Tuncel Kurtiz’in Öğretmeni Fuat Bora Konuştu!

Tuncel Kurtiz'in Öğretmeni Fuat Bora Kağızman'da konuştu.

Tuncel Kurtiz’in Öğretmeni Fuat Bora Konuştu!

Tuncel Kurtiz'in Öğretmeni Fuat Bora Kağızman'da konuştu.

Bora şunları söyledi:

“Sene 944. Babam Posof’ta yazı işleri müdürüydü. Iğdır’dan Posof’a verdiler. O zaman araba yoktu. Furganlarla buradan Kars’a gittiler. Kars’ta Aslan Yıldız? Yerleri almıştı. Babam otelde olmamı istedi. Aslan yıldız bırakmadı. Gelip aldı götürdü evine. Kars ve Ardahan arası kamyon çalışıyordu. Kamyonlara eşyaları yükleyip Ardahan’a gittiler. Ardahan’da da gece kaldık. Posof’tan Mehmet adında bir tarla kâtibi gelmiş. Onu da Çıldır’a vermişlerdi. Gelip Çıldır’a geçti. Onun iki tane kağnı arabası vardı. Kağnı arabasıyla biz eşyaları yükledik. Kız kardeşim Ayşe ve Perihan var, birde annem. Bir gece konakta kaldık. Ertesi gün ılgar dağından Hulamis köyüne götürdüler bizi. Gece orada kaldık.  Sabah Posof’a gittik. Ben kaymakamlıkta babamın yanında çalışıyordum. Bir gün postayı açtım. Havalelerini yaptım. Emniyet komiseri var Posof’ta. Emniyet komiseri ile oğlu öğretmen vekili için Kars’a müracaat etmiş.  Kars’tan 18 yaşına giremediği için vekil tayin edemiyoruz cevabı geliyor. Ben 18 yaşındaydım. Babama anlattım durumu. Ben müracaat edeceğim dedim. Babam dedik i dilekçeni yaz. Dilekçemi yazdım. Kaymakamlık vasıtasıyla Kars valiliğine gönderdik. Aradan 15–20 gün geçmeden postaya bakarken öğretmen vekilliğine müracaat eden ilçede ki Fuat Bora Digor merkez okuluna tayin edilmiştir. Göreve başladım. Başöğretmen Posofluydu. Kars’ta o dönem ilköğretim müfettişleri var. 3–4 ay geçmişti. İlköğretim müfettişi Posoflu olan Kars’ta görevli. Muhittin bey dedi ki “hocam birisi ilköğretim müfettişidir, diğeri de Cilavuz Köy enstitüsü müdürüdür.” Halit Ağanoğlu. Dedi ki bana senin sınıfına girecekler. “Olur” dedim. Geldiler. Dediler ki “hocam şimdi sen ders anlatacaksın. Biz seni dinleyeceğiz. İkinci derste de talebeleri deneyeceğiz.” “Olur” dedim. Ben ders anlattım. Talebeler dinlediler. Onlarda sandalyede oturmuşlar. Dinlediler. Dersi bitirdim, çil çaldı, bunlar çıktılar. Halit Ağanoğlu benim elimi sıktı. Çok teşekkür ederim dedi hocam. Genç olmanıza rağmen muazzam bir sınıf yetiştirmişsiniz. İkinci derste çocukları kendileri kaldırıp soru sordular. Z,il çaldı, çıktık. Yine Halit Ağanoğlu elimden tuttu girdik öğretmen odasına.
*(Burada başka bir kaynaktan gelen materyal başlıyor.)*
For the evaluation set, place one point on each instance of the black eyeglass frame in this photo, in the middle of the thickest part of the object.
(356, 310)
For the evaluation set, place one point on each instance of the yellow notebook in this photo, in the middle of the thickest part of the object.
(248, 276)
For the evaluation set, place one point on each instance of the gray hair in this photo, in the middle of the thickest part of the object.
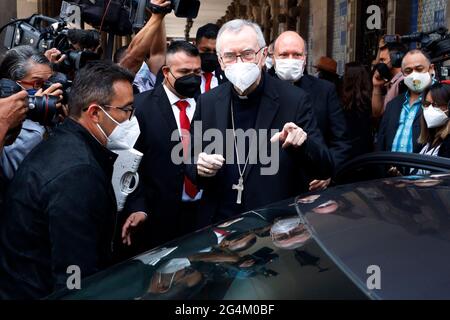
(236, 26)
(17, 61)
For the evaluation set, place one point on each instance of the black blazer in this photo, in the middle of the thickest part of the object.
(330, 117)
(280, 103)
(389, 125)
(161, 181)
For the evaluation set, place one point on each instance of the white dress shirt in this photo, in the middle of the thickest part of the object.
(190, 110)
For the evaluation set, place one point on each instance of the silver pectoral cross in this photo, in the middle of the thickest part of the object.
(239, 187)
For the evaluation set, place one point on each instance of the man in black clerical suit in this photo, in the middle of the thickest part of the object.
(253, 100)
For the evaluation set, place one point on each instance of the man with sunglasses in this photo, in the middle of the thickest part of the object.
(60, 210)
(168, 197)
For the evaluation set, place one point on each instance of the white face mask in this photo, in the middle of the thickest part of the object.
(434, 117)
(269, 63)
(124, 136)
(242, 74)
(417, 81)
(289, 69)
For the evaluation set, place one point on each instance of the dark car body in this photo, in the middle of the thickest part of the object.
(386, 238)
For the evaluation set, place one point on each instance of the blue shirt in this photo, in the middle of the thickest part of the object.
(403, 141)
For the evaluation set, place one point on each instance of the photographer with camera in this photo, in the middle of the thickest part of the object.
(30, 70)
(387, 76)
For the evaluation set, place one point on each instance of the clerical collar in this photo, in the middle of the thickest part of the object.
(255, 94)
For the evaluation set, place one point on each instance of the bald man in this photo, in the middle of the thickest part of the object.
(290, 58)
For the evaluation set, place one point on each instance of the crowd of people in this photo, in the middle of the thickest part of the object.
(58, 207)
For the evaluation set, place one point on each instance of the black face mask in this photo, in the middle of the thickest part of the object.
(210, 62)
(188, 86)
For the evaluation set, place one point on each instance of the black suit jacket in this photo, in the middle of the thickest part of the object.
(280, 103)
(389, 125)
(329, 115)
(161, 180)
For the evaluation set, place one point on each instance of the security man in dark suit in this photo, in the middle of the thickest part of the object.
(252, 100)
(290, 60)
(165, 193)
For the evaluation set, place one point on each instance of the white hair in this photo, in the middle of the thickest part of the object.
(236, 26)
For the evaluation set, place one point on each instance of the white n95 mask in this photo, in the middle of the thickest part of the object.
(124, 136)
(289, 69)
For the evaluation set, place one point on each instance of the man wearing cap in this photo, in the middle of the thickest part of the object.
(327, 70)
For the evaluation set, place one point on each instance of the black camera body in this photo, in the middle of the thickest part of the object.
(40, 109)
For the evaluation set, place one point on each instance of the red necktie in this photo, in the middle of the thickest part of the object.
(185, 124)
(208, 78)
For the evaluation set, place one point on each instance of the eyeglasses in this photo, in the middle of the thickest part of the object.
(37, 84)
(246, 56)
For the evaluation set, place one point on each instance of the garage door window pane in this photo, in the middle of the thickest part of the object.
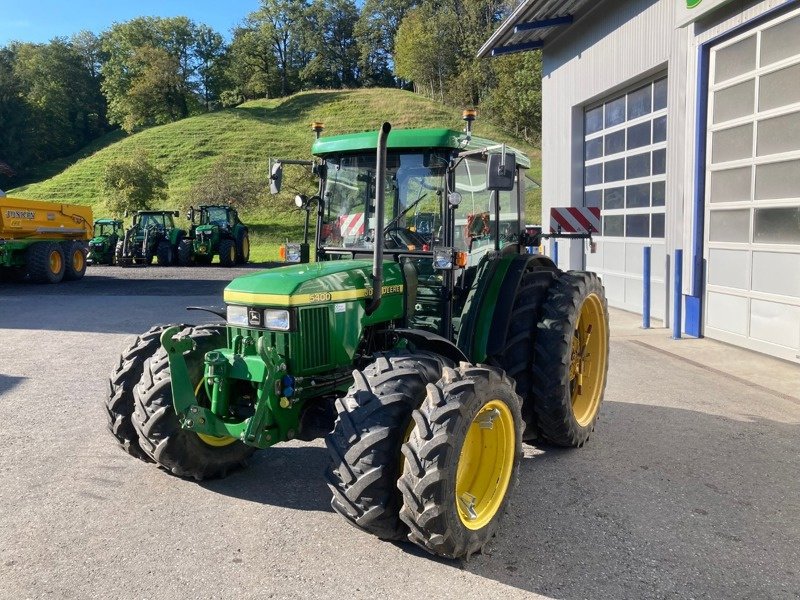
(637, 226)
(729, 226)
(594, 120)
(778, 180)
(732, 144)
(593, 148)
(659, 130)
(593, 174)
(780, 88)
(639, 135)
(615, 112)
(659, 162)
(780, 41)
(657, 225)
(734, 102)
(638, 196)
(777, 226)
(659, 193)
(639, 102)
(781, 134)
(593, 198)
(615, 170)
(615, 142)
(660, 94)
(612, 225)
(614, 198)
(638, 166)
(731, 185)
(736, 59)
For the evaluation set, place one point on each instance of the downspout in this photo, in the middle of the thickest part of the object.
(380, 201)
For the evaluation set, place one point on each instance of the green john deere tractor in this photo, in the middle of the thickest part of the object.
(103, 244)
(424, 367)
(152, 235)
(219, 232)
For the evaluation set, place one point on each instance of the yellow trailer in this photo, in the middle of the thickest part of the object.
(45, 241)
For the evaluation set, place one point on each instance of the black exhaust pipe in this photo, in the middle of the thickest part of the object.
(380, 201)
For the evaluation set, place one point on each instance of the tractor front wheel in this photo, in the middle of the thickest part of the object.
(124, 377)
(571, 359)
(461, 461)
(180, 451)
(364, 446)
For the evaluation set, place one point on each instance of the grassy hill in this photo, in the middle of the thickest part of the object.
(248, 136)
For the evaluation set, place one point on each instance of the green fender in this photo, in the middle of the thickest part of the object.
(487, 311)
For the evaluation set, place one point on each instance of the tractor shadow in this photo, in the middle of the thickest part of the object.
(661, 502)
(289, 477)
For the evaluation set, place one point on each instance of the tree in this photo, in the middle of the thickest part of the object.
(133, 184)
(331, 42)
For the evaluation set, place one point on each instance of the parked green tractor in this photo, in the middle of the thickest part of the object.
(103, 245)
(152, 235)
(219, 232)
(424, 367)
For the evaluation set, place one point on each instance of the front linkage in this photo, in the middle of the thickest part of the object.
(276, 414)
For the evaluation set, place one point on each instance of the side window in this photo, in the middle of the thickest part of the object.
(475, 216)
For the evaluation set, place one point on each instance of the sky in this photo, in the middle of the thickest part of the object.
(41, 20)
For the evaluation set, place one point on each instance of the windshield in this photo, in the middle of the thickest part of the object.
(415, 186)
(216, 216)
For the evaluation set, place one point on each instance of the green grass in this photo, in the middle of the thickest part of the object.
(248, 136)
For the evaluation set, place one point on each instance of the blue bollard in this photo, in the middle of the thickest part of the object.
(646, 287)
(677, 296)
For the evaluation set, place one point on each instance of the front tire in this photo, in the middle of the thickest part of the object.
(119, 400)
(571, 362)
(461, 461)
(179, 451)
(364, 446)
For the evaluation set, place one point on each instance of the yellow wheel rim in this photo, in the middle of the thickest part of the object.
(77, 260)
(212, 440)
(485, 465)
(587, 372)
(56, 262)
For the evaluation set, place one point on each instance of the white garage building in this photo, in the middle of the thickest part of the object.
(681, 120)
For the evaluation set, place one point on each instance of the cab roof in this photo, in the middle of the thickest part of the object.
(410, 139)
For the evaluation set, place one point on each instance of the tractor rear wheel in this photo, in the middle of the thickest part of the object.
(243, 249)
(165, 254)
(45, 262)
(180, 451)
(517, 358)
(227, 253)
(124, 377)
(74, 261)
(571, 359)
(461, 461)
(364, 446)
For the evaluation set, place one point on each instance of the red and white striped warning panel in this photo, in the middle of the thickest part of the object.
(574, 219)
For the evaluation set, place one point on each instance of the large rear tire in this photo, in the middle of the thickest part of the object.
(517, 358)
(180, 451)
(461, 461)
(364, 446)
(571, 359)
(45, 261)
(74, 261)
(124, 377)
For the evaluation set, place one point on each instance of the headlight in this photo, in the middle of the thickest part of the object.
(237, 315)
(276, 319)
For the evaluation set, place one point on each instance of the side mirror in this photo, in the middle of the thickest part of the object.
(500, 171)
(275, 178)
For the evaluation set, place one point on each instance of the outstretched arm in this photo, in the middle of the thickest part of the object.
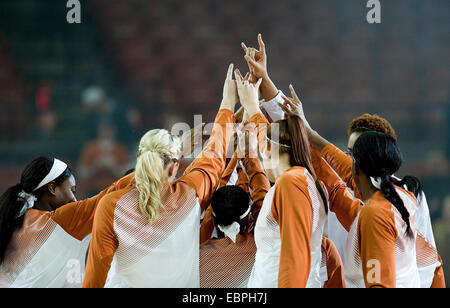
(77, 218)
(204, 172)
4. sınıfta ben okuttum. Annesi de 3. sınıfı okutuyordu. Bazen misafiri geliyordu. Gelip kapının arasından diyordu ki, “Fuat bey misafiri geldi. Ben misafirlerin yanına gideceğim. Bir çocuk gönder.” Tuncer gel diyordum. Git o sınıfta düzenliği sağla, çocuklara ders anlat, onlarla ilgilen. İçeride öğretmen varmış gibi muamele yap. Çocukları idare ederdi. Annesi eve gidip misafirlerini yolcu edip gelip dersine girerdi. Tuncer çok efendi bir çocuktu. Sanatkârdı. Sanatkâr olduğunu da ben kızımdan öğrendim. 4.-5. sınıfta ben okuttum. Ondan sonra biz Çıldır’a gittik. Onlarda bizden sonra tayinleri çıkmış gitmişler. Artık görüşemedik.
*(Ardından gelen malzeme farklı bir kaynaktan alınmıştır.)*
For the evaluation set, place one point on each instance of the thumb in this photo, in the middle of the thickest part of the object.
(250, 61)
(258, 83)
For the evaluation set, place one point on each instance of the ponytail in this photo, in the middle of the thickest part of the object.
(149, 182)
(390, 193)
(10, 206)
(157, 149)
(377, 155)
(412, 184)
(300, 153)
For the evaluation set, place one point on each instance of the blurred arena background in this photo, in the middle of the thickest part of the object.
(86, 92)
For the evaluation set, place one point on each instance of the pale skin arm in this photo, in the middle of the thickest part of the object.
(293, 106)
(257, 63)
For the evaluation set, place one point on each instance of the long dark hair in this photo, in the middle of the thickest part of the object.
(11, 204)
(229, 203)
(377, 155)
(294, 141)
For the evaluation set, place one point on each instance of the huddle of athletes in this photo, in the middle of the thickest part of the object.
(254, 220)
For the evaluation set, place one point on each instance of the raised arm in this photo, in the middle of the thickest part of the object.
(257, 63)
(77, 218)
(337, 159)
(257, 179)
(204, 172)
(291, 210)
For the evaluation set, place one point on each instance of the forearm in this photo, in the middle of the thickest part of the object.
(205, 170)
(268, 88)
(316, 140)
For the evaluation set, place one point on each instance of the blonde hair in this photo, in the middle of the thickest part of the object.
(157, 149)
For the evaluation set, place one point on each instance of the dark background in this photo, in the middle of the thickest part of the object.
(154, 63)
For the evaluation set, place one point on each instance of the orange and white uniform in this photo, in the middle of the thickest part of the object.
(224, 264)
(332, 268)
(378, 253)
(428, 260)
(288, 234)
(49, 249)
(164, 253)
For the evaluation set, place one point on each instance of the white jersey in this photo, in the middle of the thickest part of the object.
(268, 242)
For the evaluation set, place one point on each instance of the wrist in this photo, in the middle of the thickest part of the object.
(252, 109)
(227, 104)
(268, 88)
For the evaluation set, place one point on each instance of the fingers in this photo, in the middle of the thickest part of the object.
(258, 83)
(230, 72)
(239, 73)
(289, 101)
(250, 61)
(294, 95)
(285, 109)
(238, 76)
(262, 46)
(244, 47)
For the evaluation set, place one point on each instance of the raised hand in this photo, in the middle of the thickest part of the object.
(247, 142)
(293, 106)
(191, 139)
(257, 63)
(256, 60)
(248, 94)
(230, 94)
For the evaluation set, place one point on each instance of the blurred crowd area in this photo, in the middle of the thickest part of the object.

Babası o ilçenin kaymakamıydı. Vale Kurtiz. Annesi de çalıştığım okulda öğretmendi. Ben vekil öğretmendim o kadroluydu. Tuncer’i okuttum. Tuncer 5. sınıfa geçti. Ertesi sene bana da 5. sınıfı verdiler. 5. sınıfı da okuttum. Tuncer Kurtiz’i mezun ettim. Mayıstayız o zaman tatildi. Mayısın son günüydü. 5 Mayıs’ta kırlara gidiyorduk. Kıra çıktık geldik. Okul tatil edildi babamı Çıldır’a verdiler. Babamla beraber çıldıra geldik. Çok efendi, terbiyeli, nezaketli, olgun bir öğrenciydi. Çok sevdiğim bir öğrenciydi. 2. sınıfta da 3. sınıfta da öğretmenler olmadığı zaman onu gönderiyordum. O sınıfı idare ediyordu. Çok zeki bir çocuktu. Geçen gün televizyonda izledim. Tuncer Kurtiz hastanede yatarken kalp krizi geçirmiş vefat etmiş. Ben başladım ağlamaya. Kendisiyle görüşemedim. Bana hocam derdi. Yanımdan hiç ayrılmazdı. Allah babasına da, annesine de kendisine de gani gani rahmet etsin.”